What to record first
Start with workflows that are boring, stable, and repeated. This is not the place to begin with a messy one-off strategy task.
- Publishing: upload a YouTube video, podcast episode, portfolio item, blog post, or newsletter issue.
- Admin: file expenses, download reports, reconcile a weekly spreadsheet, update a CRM field.
- Project work: create a correctly configured Linear issue, format a pull request, open a release checklist.
- Client operations: prepare a recurring client folder, rename assets, add links to a handoff doc.
- Calendar: create invites with your preferred naming, agenda, location, and reminder defaults.
The best first target is a task you already know well enough to notice mistakes. If you cannot judge the result, do not use it as your first Record & Replay workflow.
This is not just a macro
The most interesting detail from the analysis video is that replay does not have to mean "repeat every click exactly." A skill gives Codex reusable context, but Codex can still choose the best available tool in the current environment.
That means a recorded browser task might replay partly through browser actions, partly through connected plugins, partly through scripts, and partly through Computer Use. In some cases, Codex may improve the workflow by using a deterministic script or connector instead of slow UI clicking.

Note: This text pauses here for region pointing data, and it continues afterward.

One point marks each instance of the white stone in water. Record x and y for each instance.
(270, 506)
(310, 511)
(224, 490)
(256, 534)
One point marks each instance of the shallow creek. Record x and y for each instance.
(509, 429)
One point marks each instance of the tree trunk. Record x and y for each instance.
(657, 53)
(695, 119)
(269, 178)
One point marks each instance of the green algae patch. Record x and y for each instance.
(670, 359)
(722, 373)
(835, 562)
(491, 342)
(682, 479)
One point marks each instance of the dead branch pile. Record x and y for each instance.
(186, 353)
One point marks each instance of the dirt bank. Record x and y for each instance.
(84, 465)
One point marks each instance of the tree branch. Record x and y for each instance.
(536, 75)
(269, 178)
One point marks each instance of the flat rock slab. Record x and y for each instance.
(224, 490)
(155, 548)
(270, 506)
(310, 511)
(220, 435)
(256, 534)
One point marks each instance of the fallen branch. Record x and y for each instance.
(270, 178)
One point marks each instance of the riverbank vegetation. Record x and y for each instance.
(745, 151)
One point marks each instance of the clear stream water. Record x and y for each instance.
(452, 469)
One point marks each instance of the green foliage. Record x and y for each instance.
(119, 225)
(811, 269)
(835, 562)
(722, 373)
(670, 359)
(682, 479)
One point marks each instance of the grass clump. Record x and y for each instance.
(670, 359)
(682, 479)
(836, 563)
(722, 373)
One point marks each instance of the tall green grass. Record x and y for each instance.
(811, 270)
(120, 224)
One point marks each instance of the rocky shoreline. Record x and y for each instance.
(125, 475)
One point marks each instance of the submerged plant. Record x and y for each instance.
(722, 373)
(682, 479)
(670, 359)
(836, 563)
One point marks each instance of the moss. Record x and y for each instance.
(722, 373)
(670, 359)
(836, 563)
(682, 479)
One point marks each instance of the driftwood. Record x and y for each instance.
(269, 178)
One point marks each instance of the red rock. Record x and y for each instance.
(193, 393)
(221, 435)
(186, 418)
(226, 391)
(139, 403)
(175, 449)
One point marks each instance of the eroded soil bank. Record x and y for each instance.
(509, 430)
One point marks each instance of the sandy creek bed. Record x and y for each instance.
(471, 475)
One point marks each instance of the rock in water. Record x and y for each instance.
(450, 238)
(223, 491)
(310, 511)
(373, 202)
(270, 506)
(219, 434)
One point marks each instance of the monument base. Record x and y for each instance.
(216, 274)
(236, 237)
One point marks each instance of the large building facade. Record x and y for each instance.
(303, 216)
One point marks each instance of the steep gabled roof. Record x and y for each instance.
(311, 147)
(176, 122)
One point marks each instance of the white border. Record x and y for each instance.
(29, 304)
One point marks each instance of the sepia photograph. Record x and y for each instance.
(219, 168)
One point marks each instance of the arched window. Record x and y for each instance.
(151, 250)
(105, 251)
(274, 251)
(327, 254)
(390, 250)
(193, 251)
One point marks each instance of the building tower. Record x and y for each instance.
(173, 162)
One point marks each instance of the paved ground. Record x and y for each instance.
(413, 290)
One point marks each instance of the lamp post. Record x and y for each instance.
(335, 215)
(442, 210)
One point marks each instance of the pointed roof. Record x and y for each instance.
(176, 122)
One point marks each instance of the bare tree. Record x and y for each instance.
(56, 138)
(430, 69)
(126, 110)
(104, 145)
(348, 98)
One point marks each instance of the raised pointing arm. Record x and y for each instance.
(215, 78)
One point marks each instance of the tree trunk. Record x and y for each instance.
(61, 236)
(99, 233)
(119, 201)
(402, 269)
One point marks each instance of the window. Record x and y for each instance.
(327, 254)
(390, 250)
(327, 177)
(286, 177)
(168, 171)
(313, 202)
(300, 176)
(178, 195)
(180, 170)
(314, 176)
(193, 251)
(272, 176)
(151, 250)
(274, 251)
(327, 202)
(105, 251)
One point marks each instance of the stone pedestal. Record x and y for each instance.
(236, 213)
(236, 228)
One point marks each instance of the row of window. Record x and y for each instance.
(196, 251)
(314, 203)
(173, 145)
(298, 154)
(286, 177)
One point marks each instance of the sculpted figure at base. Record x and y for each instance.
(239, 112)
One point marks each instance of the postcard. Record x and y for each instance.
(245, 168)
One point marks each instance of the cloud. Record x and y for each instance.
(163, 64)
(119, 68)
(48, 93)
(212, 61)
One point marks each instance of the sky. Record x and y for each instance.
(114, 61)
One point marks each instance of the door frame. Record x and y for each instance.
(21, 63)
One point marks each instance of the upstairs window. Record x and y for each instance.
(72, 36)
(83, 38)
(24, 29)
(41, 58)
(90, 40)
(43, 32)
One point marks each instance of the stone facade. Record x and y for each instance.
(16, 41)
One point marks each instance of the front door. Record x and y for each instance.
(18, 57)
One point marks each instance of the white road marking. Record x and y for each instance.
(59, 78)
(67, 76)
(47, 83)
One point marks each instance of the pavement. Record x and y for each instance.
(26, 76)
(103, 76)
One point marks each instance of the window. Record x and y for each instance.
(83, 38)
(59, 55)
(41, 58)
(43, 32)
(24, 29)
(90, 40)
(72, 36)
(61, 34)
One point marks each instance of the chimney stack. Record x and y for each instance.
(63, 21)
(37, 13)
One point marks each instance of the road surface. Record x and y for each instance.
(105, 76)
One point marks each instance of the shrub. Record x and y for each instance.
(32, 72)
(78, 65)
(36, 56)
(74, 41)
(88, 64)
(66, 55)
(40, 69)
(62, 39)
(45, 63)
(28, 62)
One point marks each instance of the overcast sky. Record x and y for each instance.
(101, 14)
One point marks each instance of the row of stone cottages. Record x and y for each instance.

That is where this becomes serious. The recording captures the human process. The skill gives Codex the operating pattern. The replay can use better machinery than the original demonstration.
Limits and caveats
The feature is powerful enough that the guardrails matter.
- Region and platform: macOS at launch, and not initially available in the EEA, UK, or Switzerland.
- Sensitive data: do not record passwords, client secrets, private keys, payment data, or anything you would not want in a skill draft.
- Scope creep: stop recording when the workflow is complete. Do not wander into unrelated cleanup.
- Unstable UI: if the app changes every week, record the durable decision logic, then refine the skill toward robust tool use.
- Team distribution: if you want a stable package for a team, OpenAI points builders toward plugins rather than only a recorded skill.
My rule: Record & Replay is excellent for capturing a personal or team workflow. A plugin is better when the workflow becomes a product, a team standard, or something with install metadata and integrations.
Recording checklist
Before recording, write this down:
- Goal: what should be true when the workflow is finished?
- Inputs: which files, rows, dates, links, or IDs change each time?
- Preferences: what naming conventions, defaults, or hidden rules matter?
- Safety: what should Codex avoid seeing or changing?
- Verification: what fields, files, statuses, or screenshots prove it worked?
- Replay surface: should Codex use Computer Use, browser actions, plugins, scripts, or a mix?
- Human review: where should Codex stop and ask before publishing, sending, deleting, or charging anything?
This is the useful direction for agent work: fewer giant prompts, more reusable skills, clearer preferences, and better proof that the task actually finished.